The day I made it to 19 weeks, we were going to have an ultrasound to determine the sex of our baby. I already knew how healthy he or she was because I was growing and thriving and feeling little kicks every day. Our excitement had led to the room already being prepared with furniture and we were so ecstatic to share with the world if we would have a son or a daughter.
I had trouble sleeping the night before because I was so looking forward to the early doctor's appointment the next morning. Around 5 am, I rolled over in bed and suddenly felt a gush. I was peeing the bed! But soon the humor and embarassment fled as it didn't stop, and I knew it was more than just a fluke of being pregnant. My water had broken at exactly 19 weeks. We were instructed by the on-call nurse to go to the nearest ER. There they showed us the baby's heartbeat and profile on an ultrasound and we relaxed some, although I could hear the doctor tell the nurse that I was "about a fingertip". This hospital had no OB services so they contacted our doctor and told us to sit tight and go to our scheduled appointment, as he would be able to tell us more about what was going on. We rested at home for about an hour and headed to the doctor. The nurse found the heartbeat on the doppler and it was strong, and I could feel baby kick as the machine rubbed across my belly. The doctor did a pelvic exam and tested the fluid in my cervix. He regretfully told us that my water had broken and we were going to lose the baby. At 19 weeks and with no waters left, there was no way the baby could survive. We searched and searched for alternative measures but there were none. We chose to have the baby in the hospital and were admitted not long after leaving the doctor's office. Everyone we saw was amazed that I was not experiencing labor pains as I was already dilating and passing tissue through my cervix, and my water had broken hours ago.
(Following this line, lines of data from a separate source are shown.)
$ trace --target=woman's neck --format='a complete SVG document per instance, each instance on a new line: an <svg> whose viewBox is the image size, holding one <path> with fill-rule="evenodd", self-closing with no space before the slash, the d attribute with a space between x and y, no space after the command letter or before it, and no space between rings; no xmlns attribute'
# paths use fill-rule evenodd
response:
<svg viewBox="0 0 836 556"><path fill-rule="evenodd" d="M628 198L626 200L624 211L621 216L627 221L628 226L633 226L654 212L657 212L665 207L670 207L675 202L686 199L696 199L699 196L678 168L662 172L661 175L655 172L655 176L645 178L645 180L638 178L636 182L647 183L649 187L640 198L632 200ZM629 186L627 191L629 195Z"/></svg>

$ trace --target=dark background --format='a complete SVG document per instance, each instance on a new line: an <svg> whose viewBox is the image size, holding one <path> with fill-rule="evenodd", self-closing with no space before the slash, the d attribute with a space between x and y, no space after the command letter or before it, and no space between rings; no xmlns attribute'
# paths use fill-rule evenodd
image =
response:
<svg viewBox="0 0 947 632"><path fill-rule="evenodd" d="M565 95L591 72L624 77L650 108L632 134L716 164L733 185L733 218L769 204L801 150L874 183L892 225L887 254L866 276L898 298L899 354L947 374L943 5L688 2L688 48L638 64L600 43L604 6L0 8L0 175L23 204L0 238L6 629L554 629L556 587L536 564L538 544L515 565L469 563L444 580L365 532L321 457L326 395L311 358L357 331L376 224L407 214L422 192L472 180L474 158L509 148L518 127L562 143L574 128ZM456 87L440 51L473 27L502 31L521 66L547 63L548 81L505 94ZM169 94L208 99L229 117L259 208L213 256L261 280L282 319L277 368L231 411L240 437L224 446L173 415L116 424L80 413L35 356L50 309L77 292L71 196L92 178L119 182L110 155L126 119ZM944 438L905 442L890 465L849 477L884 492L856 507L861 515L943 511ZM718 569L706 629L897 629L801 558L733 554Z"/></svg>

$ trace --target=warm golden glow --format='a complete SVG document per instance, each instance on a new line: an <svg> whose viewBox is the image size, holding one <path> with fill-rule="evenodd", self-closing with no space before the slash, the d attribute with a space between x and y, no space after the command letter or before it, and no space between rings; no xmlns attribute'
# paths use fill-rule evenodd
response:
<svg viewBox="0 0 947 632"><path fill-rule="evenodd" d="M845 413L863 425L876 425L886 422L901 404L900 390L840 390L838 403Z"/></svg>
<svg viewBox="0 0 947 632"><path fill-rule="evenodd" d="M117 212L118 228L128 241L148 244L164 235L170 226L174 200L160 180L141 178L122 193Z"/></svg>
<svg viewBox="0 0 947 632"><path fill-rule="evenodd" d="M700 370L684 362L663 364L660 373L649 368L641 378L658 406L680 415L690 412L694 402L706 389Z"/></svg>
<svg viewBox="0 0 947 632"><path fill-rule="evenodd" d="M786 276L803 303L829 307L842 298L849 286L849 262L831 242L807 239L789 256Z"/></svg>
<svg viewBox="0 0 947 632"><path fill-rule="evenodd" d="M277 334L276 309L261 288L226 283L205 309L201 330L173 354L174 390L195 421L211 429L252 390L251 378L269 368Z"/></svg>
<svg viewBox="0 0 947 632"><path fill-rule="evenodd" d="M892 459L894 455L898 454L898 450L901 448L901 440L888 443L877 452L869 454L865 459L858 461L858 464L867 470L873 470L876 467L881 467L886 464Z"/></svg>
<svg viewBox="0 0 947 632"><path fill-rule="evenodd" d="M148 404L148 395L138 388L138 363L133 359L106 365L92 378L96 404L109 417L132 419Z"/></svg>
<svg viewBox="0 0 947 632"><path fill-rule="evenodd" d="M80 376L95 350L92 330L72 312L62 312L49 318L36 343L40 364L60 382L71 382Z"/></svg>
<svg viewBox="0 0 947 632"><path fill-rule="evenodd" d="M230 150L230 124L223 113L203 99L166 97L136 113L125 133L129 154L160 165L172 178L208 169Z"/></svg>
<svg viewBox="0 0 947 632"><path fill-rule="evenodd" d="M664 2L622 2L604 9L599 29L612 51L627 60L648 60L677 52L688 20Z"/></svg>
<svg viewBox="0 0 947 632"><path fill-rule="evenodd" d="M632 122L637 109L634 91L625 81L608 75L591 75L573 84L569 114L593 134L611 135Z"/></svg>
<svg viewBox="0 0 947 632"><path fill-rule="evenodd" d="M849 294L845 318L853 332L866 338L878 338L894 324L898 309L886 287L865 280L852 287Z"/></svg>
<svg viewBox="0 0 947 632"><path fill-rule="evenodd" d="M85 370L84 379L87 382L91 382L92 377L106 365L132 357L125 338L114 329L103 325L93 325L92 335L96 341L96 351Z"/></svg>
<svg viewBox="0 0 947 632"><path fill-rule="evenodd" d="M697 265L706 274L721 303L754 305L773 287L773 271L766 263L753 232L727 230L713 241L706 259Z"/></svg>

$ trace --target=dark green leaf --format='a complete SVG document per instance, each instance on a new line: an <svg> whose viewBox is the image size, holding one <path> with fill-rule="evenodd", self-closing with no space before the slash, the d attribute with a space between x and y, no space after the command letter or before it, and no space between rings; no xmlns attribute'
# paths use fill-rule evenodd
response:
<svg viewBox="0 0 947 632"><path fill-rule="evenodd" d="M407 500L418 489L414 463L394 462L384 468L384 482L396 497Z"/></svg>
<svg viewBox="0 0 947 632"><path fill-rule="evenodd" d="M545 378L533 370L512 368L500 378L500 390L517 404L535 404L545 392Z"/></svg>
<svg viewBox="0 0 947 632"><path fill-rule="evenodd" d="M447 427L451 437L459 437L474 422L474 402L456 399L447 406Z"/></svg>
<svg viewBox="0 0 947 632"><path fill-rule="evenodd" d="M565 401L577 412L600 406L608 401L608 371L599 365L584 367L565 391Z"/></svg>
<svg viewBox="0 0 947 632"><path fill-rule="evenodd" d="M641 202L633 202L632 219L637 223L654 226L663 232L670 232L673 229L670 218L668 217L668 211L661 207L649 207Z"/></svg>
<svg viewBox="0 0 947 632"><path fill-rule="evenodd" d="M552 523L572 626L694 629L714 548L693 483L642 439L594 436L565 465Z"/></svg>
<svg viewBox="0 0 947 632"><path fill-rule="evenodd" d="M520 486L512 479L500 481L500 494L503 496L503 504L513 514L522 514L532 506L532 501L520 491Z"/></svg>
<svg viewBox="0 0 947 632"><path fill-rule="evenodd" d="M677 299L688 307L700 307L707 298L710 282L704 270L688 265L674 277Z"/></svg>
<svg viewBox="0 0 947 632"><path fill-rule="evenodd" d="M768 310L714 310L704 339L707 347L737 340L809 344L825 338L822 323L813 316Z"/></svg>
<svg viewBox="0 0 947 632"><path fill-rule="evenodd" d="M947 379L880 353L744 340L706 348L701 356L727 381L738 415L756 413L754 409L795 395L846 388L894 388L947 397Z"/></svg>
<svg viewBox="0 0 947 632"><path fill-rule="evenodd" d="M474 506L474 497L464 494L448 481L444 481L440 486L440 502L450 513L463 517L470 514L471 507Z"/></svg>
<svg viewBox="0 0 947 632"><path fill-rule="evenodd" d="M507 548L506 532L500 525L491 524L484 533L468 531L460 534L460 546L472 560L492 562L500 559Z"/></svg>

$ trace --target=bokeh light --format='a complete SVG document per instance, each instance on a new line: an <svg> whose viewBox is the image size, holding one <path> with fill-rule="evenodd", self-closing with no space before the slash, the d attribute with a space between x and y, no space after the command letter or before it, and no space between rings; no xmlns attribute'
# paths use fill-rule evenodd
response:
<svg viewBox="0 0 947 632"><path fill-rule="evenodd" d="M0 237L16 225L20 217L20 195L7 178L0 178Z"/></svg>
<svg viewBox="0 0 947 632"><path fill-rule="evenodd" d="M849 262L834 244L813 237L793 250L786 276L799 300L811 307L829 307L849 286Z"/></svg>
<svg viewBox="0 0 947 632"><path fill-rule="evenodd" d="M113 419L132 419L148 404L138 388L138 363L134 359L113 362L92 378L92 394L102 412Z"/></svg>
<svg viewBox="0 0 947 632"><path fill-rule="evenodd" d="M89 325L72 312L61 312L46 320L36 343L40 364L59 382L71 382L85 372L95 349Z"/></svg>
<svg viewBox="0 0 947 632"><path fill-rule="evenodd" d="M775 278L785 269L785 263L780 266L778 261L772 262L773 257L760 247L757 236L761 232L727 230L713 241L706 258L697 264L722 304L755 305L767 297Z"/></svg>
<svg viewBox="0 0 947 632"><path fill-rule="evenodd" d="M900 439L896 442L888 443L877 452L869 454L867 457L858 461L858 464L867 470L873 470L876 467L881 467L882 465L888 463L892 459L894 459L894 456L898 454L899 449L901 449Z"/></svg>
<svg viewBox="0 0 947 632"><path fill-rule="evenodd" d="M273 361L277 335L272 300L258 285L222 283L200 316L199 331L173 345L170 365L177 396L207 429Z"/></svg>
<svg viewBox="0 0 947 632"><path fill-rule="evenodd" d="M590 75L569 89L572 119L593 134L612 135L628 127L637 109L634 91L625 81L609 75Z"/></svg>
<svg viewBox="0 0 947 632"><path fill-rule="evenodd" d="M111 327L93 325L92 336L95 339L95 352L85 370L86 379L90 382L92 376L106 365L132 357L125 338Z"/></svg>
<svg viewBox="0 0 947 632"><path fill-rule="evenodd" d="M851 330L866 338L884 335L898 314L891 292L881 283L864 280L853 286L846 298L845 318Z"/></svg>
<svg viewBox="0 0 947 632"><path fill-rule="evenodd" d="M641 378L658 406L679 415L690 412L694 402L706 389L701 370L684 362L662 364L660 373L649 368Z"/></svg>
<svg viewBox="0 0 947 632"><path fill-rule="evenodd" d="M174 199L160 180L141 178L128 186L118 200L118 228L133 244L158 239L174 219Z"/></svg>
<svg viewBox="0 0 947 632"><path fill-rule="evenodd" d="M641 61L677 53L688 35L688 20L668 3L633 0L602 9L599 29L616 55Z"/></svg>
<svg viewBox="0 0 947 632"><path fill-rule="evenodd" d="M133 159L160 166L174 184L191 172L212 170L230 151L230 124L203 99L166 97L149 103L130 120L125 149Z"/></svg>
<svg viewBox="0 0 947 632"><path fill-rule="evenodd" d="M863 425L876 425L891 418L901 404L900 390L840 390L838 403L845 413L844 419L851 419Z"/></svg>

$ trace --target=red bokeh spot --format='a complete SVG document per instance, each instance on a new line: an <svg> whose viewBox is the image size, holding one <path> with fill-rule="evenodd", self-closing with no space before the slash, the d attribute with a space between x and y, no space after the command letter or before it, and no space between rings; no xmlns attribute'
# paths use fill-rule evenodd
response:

My contractions were helped along with medication and at 1915 I gave birth to the most beautiful baby boy I have ever seen. Landon Edward was born sleeping and went to be with his Grampa, my husband's father, in heaven. We didn't hold him but we looked at him and cried over how perfect he was. Later, I would feel guilt about letting him be born early, about not holding him and about letting him die inside of my womb. I would feel and experience more than I ever thought possible. The intention of this blog is to talk about it all, to help me heal and to put into words as best I can the terror of losing a child that you loved for years before they were even conceived and yet you never got to hold or kiss or raise. This blog will be about pain and healing and some terrible attempt and beginning to live a new sort of normal.